Shark Safaris are a MUST, in South Africa!
I’m not one to go bungee jumping in New Zealand or canyoning in Costa Rica, yet presenting myself as great white bait in an underwater cage in South Africa has always held a certain appeal. I’ll admit it—I’m obsessed with sharks.
And the chance to see the greatest predator of them all in a purportedly safe environment appeals to me in a totally primal way. I have, however, pondered the ethical questions that go along with cage diving. So I was interested to read about Joshua Hammer’s experience in Kleinbaai (two hours from Cape Town) in a detailed piece in the New York Times.
Hammer’s February visit fell during the off season for shark viewing. And while he never actually saw a shark underwater—only from the boat—his trip managed to pack in some serious thrills. And at the end of his story, I was left thinking that just the pursuit of these nomadic creatures—one great white was recently tracked 12,000 miles during a return journey between South Africa and Western Australia—is adventure enough.

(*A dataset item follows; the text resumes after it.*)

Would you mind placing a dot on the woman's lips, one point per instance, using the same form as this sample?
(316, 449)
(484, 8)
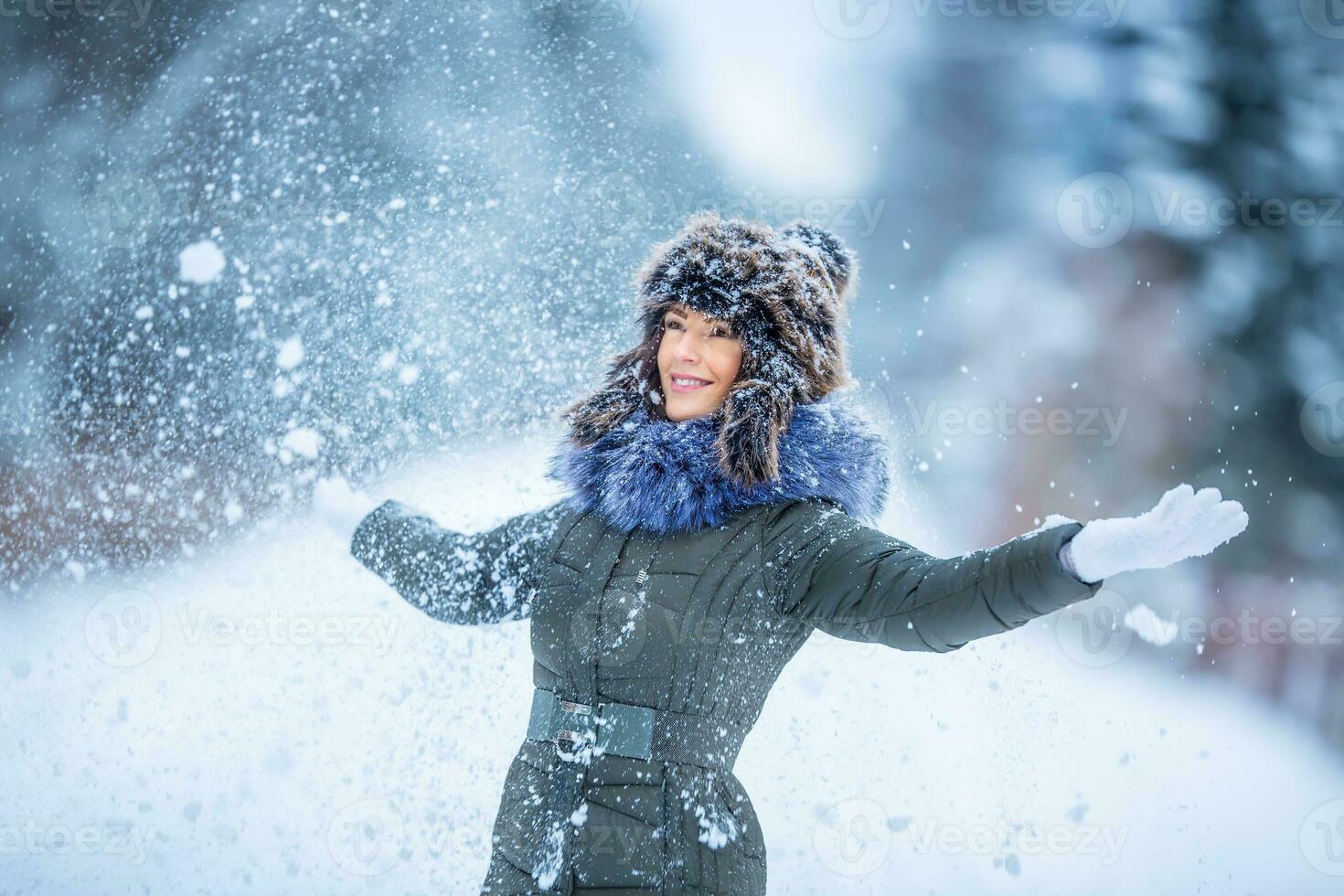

Of course, there’s another side to these dives, also known as “shark safaris.”
Critics maintain that luring sharks into human encounters by chumming the water (a common shark safari practice) conditions them to associate humans with food—the Pavlovian response at its most petrifying, if you ask me.
Oddly, Hammer didn’t address the issue in his story. But a Guardian piece from last October examined the ethics of cage dives, presenting views from both a celebrated marine biologist/shark tour operator and a local waterman wary of increasing attacks on humans in the area.
If you’re considering a shark safari yourself, it’s worth feeling out all angles before diving in.